Reaching Nablus, in the West Bank, from Jordan takes planning, and patience.
There is the circuitous drive to the closest border checkpoint. There are the notoriously long lines and waits to make the crossing. But if you’re fortunate, as was the British-Palestinian writer Isabella Hammad, you may have as your guide a “force of nature” grandmother, who comes prepared with a detailed itinerary and a game plan.
When Hammad, 27, first visited Palestine six years ago, it was, in some ways, the culmination of a childhood in which memories and family stories about the region — especially coming from her grandmother — were always present. During that trip, she spent months in the Middle East conducting research and collecting oral histories. Now she has channeled those stories into her debut novel, “The Parisian.”

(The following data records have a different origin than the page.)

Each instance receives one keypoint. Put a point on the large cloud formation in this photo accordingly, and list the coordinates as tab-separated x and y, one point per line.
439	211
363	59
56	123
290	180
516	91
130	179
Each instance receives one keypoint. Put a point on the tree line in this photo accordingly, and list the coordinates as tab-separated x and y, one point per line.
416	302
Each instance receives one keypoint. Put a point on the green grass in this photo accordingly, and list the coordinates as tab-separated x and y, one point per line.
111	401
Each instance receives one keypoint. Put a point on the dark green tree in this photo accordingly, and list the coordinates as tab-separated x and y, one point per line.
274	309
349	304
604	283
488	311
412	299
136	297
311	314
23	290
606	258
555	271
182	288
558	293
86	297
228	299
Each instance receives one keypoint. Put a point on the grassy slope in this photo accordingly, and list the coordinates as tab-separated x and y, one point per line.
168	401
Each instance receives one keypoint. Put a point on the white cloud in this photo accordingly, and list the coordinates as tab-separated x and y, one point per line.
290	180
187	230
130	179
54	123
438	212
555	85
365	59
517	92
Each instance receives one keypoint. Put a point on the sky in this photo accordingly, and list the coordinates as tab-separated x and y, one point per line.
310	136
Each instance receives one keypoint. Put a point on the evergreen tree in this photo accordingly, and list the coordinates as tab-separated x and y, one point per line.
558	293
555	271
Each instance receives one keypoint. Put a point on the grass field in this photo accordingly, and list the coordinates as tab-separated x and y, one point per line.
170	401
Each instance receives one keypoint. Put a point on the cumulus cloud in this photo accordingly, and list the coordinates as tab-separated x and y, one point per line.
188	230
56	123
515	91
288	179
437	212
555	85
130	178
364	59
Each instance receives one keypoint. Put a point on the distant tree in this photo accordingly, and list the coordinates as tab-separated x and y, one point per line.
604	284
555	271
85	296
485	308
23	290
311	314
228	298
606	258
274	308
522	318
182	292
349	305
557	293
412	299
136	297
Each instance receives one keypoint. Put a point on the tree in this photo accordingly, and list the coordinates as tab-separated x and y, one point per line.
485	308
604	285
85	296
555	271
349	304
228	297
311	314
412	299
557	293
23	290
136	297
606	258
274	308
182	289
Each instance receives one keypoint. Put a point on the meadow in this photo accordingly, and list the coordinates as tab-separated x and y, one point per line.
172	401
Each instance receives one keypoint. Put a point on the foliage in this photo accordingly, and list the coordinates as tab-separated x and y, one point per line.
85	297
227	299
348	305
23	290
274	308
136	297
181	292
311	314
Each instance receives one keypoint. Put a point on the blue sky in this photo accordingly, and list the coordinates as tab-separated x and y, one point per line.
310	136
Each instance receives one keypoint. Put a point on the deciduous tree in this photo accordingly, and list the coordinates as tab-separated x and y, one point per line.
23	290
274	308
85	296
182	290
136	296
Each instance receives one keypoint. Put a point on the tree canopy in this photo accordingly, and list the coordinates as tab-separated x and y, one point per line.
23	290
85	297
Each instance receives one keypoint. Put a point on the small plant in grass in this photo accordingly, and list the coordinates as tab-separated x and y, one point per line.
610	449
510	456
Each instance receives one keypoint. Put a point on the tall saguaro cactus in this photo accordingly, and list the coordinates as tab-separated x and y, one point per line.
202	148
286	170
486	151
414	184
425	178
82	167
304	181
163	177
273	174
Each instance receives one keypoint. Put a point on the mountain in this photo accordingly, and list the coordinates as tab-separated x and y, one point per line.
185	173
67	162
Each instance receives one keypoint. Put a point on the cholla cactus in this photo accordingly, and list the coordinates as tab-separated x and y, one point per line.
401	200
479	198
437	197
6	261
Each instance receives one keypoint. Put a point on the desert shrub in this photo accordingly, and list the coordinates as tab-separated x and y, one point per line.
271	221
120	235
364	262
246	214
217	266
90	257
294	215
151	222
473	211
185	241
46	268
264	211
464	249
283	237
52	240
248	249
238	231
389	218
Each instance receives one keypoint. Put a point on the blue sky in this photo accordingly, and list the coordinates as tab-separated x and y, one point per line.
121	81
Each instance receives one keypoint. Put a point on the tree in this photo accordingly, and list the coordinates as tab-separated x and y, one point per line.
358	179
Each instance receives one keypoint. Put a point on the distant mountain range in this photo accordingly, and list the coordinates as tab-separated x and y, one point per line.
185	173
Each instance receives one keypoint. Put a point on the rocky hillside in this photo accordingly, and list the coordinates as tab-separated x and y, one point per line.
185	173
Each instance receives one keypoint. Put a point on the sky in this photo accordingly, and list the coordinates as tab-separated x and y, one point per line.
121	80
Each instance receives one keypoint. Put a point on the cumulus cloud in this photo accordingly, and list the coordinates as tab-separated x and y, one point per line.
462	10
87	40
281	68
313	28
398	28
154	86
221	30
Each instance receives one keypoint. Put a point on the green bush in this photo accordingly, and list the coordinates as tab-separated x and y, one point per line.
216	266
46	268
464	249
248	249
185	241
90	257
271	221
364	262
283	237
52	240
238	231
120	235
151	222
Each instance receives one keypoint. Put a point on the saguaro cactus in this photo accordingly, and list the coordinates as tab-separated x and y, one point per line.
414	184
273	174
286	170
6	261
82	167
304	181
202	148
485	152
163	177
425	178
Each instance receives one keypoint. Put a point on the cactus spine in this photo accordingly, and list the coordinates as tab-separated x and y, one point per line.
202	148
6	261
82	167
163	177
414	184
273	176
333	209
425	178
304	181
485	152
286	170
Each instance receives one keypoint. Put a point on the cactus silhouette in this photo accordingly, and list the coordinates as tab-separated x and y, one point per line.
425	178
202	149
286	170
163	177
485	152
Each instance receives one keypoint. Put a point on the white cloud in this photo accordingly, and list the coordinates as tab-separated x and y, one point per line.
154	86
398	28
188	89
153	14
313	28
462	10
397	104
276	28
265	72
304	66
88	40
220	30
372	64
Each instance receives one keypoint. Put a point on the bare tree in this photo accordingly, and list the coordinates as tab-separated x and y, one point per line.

The book, a sweeping historical novel that opens in the waning days of the Ottoman Empire, comes out on Tuesday from Grove Press. It follows a Palestinian from Nablus, Midhat Kamal, from roughly 1914 to the mid-1930s, as the region is poised to change hands from Ottoman to British control. To avoid being forced to fight in World War I, Midhat goes to Montpellier to study medicine, moves to Paris and finally returns to Palestine after a few years. The character is based on Hammad’s great-grandfather, whose nickname in Nablus, “al-Barisi,” means “the Parisian” in Arabic.
“The Parisian” has attracted a good deal of advance praise. The novelist Zadie Smith, who taught Hammad in the M.F.A. program at New York University, called it “uncommonly poised and truly beautiful.” The writer Nathan Englander, in a blurb, called it a “beautifully written, expansive powerhouse.”